Way to disappoint, Time.
Pregnancy pact aside though, there might be an interesting story behind why suburban high school kids choose to have babies in the first place.
When I was in high school, it happened a lot. And the closer we got to graduation, the more pregnancies there were. I used to joke that babies had become some kind of contagion: touch a boy? Oop! You're pregnant.
Having a baby felt like a Next Step, a path that came to us so we wouldn't have to stare into some gaping void and ask, "What do I do now?"
I'd say it betrays a problem in how we perceive the future in general. The country demands that kids go to school for at least twelve years. What next? Nudged forward by their parents, a lot of kids decide to go to college.
After college, so many of us flail around confused because we've run out of prescribed steps: it's all you, alone with your decisions -- and the doors that slam behind you when you choose one thing at the expense of something else.

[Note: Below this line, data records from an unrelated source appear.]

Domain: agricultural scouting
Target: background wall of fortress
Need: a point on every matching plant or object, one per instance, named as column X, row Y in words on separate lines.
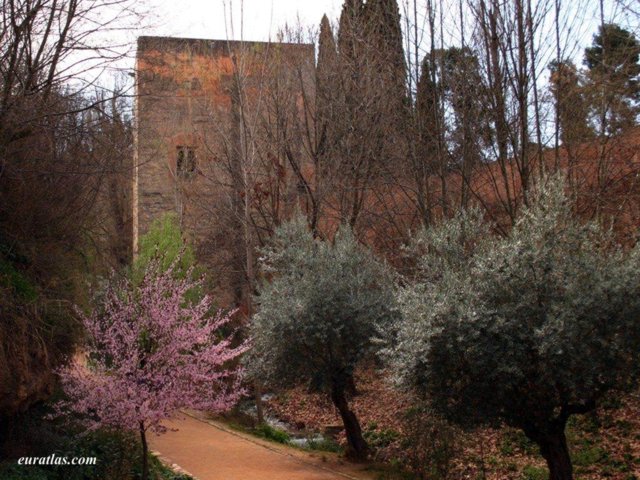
column 204, row 117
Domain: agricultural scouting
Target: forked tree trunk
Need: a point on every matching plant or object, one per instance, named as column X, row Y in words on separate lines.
column 357, row 446
column 145, row 453
column 553, row 447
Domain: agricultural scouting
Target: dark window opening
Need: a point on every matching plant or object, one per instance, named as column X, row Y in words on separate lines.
column 186, row 162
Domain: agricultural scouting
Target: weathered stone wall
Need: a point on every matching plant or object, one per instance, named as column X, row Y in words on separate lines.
column 208, row 96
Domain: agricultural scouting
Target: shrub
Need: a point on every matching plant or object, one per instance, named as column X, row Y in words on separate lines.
column 528, row 329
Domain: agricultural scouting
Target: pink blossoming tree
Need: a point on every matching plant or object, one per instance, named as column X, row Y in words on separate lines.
column 149, row 353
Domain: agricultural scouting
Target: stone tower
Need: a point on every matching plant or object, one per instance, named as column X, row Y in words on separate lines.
column 192, row 103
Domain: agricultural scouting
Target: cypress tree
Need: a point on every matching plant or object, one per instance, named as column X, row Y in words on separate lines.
column 384, row 35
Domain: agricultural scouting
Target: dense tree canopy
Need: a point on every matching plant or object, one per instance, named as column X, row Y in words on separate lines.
column 527, row 329
column 318, row 315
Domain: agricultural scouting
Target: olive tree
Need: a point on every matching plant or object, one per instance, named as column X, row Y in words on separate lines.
column 318, row 315
column 526, row 329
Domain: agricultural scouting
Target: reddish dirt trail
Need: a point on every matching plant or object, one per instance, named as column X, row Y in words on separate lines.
column 209, row 451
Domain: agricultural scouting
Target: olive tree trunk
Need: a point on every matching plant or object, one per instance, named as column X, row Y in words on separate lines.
column 357, row 446
column 553, row 447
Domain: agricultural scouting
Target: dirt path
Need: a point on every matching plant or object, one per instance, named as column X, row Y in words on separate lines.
column 209, row 451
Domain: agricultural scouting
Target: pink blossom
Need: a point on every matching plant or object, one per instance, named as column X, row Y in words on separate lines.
column 151, row 352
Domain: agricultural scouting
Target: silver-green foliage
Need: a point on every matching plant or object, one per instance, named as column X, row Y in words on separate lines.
column 525, row 329
column 319, row 308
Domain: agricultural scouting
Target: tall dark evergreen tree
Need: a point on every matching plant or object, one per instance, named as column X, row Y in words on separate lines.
column 384, row 37
column 614, row 69
column 350, row 32
column 573, row 110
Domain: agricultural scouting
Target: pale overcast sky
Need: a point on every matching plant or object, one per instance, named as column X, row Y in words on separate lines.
column 262, row 18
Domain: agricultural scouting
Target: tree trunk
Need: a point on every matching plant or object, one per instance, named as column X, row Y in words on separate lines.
column 145, row 453
column 553, row 447
column 257, row 387
column 357, row 446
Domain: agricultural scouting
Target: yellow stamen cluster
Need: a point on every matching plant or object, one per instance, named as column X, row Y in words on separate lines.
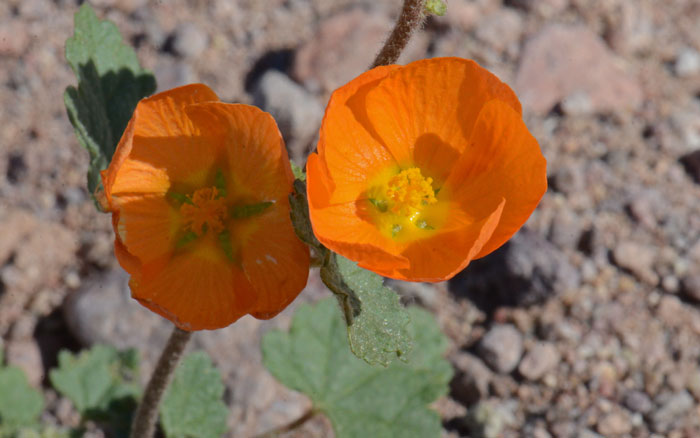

What if you're a kid out of high school who's not really thinking about college? Next logical step: find work, get engaged, make a baby, not necessarily in that order.
I got engaged. Oh yeah, and there was some college in there too.
Lucky for me I never got around to conceiving, because I probably would have been one of those "This is a sign, let's keep it!" girls. And I probably would have dropped out of Berkeley and moved in with my fiancé in Iowa.
Today I could have been standing barefoot in a corn field somewhere, waiting for homie to get home from blowing coke with his DS-Max chums, and watching little Alice and Tom play catch. Wouldn't that have been something.